Metastatic Breast Cancer

Evening,

I’ve come her to talk about and hopefully become more informed regarding Metastatic Breast Cancer - I’m 21 years old and a proud dad to a beautiful little girl who was born in November 2016, sadly just after Christmas of that year my mum discovered some lumps and was then subsequently diagnosed with breast cancer. In the early part of 2017 she had a mastectomy of the left breast/removal of the lymph nodes. 

It was also discovered that she had secondary cancer which was located in her spine at the time, as I’m already aware this can’t be cured or removed and the only option is treatment. She was prescribed various medication for pain/treatment: Codeine, Naproxen, Letrozole & was receiving Zoledronic Acid injections at the hospital - everything looked positive and the secondary cancer hadn’t grown/spread for the best part of a year until approx 2 months ago when her latest hospital check up results revealed that it had started to spread into one of her shoulders & arm. 

My mum being her typical strong self played it down and told us all that it was still ok as it hadn’t spread to any vital organs - I’m not stupid however and am realistic about the fact that eventually the cancer will find its way there.

After this discovery she was put onto Oral Chemo treatment for a period of time and has had a few check ups recently, today she had an appointment at the Hospital Cancer Centre & was told she will now remain on chemo for good and will have a scan next month to see what it’s doing/if anything...

 

I know it’s hard to say but what does this mean? My mum is quite open about everything but I’m intelligent enough to know that she can play down the seriousness of it all at times for the benefit of everyone around her. Does this mean that it’s getting near to the end and that the chemo is now just to improve her quality/length of life?

 

C x

  • Hi. I'm not an expert on any of this. I lost my mom in May. She had metatastic lung cancer and COPD and had also had breast cancer the year before. The lung cancer had spread to her her other breast (not the one where the first cancer was) and to her leg. They first saw the spot on her lung in October or November. In February we were told that they couldn't treat her cancer due to her overall health (condition similar to MS, using a walker, being 79 years old, advanced COPD). 

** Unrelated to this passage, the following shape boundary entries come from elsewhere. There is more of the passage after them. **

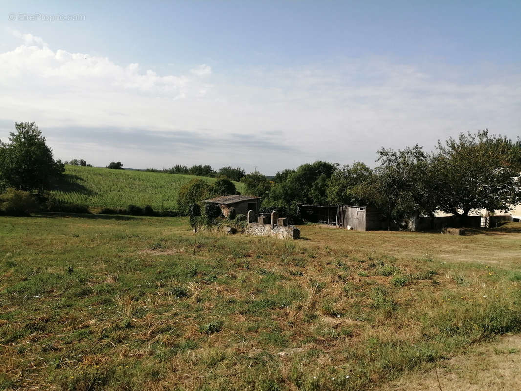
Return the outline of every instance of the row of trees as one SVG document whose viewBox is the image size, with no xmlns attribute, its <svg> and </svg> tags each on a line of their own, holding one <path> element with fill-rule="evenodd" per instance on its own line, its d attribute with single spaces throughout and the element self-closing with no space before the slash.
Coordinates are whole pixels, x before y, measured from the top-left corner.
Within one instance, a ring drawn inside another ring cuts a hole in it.
<svg viewBox="0 0 521 391">
<path fill-rule="evenodd" d="M 87 162 L 83 159 L 72 159 L 68 162 L 66 161 L 64 162 L 64 164 L 66 165 L 70 164 L 71 166 L 81 166 L 82 167 L 92 167 L 92 164 L 88 164 Z"/>
<path fill-rule="evenodd" d="M 214 170 L 208 165 L 194 164 L 191 167 L 176 164 L 170 168 L 147 168 L 147 171 L 163 172 L 168 174 L 179 174 L 183 175 L 196 175 L 209 178 L 227 178 L 230 180 L 239 182 L 244 176 L 245 172 L 240 167 L 233 167 L 230 166 L 222 167 L 218 170 Z"/>
<path fill-rule="evenodd" d="M 258 172 L 246 175 L 245 193 L 263 204 L 297 212 L 299 203 L 365 205 L 390 221 L 437 210 L 466 217 L 474 210 L 508 210 L 521 202 L 521 141 L 488 130 L 439 142 L 427 152 L 415 145 L 382 148 L 379 164 L 342 167 L 325 162 L 278 172 L 270 183 Z"/>
<path fill-rule="evenodd" d="M 233 182 L 227 178 L 220 178 L 210 185 L 205 180 L 194 179 L 181 187 L 177 200 L 179 211 L 189 214 L 190 207 L 202 200 L 222 196 L 240 194 Z"/>
<path fill-rule="evenodd" d="M 15 124 L 9 142 L 0 141 L 0 188 L 41 193 L 65 168 L 34 122 Z"/>
</svg>

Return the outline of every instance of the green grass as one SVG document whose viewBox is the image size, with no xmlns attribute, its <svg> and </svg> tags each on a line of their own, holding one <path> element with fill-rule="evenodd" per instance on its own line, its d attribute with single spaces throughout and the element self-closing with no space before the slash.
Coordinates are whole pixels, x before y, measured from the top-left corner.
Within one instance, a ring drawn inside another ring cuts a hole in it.
<svg viewBox="0 0 521 391">
<path fill-rule="evenodd" d="M 183 184 L 195 178 L 213 183 L 216 179 L 135 170 L 65 166 L 63 180 L 51 193 L 60 202 L 88 207 L 126 207 L 150 205 L 155 210 L 177 209 L 177 197 Z M 243 185 L 234 182 L 237 190 Z"/>
<path fill-rule="evenodd" d="M 2 217 L 0 388 L 384 388 L 521 332 L 520 227 L 308 225 L 285 241 L 184 218 Z"/>
</svg>

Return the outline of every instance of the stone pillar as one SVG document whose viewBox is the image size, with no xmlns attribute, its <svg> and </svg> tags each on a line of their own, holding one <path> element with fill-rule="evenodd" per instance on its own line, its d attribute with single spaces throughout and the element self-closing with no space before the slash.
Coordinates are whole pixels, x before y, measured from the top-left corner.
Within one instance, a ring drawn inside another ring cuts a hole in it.
<svg viewBox="0 0 521 391">
<path fill-rule="evenodd" d="M 262 224 L 263 225 L 264 225 L 264 224 L 268 224 L 268 216 L 259 216 L 258 218 L 257 219 L 257 221 L 258 221 L 259 224 Z"/>
<path fill-rule="evenodd" d="M 275 211 L 271 212 L 271 228 L 275 226 L 277 224 L 277 219 L 279 218 L 279 214 Z"/>
</svg>

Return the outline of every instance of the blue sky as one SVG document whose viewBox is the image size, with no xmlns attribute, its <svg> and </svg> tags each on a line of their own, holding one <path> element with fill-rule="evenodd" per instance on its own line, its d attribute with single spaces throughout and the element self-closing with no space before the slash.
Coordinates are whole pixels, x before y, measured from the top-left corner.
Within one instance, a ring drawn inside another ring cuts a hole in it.
<svg viewBox="0 0 521 391">
<path fill-rule="evenodd" d="M 4 2 L 0 138 L 34 120 L 63 160 L 267 174 L 514 138 L 520 17 L 519 2 Z"/>
</svg>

    Any kind of treatment where there is no cure is to make the patient feel better and to prolong life. You can ask her oncologist specific questions, how long etc. if you think it will make you feel better. My mom was also excellent at downplaying everything and also at denial! She accepted her diagnosis in February, though we never talked about it again. She was never able to give me a straight answer on what the doctors had told her. Probably because she didn't want to scare me, but I think also because she half tuned out what the doctors said because it made it easier for her to cope. 

    I would speak directly with her doctors, otherwise you won't likely get a straight answer. We always think that we will have more time with our loved ones than what we end up with. I look back and I wish I'd had a more clear knowledge of what my moms real prognosis was and then maybe make the most of the time we had left.

    You are lucky that right now your mom still seems to be feeling reasonably well and has good mental faculties, and sounds quite clever to be downplaying it all. Please enjoy your mum, every minute of your time together.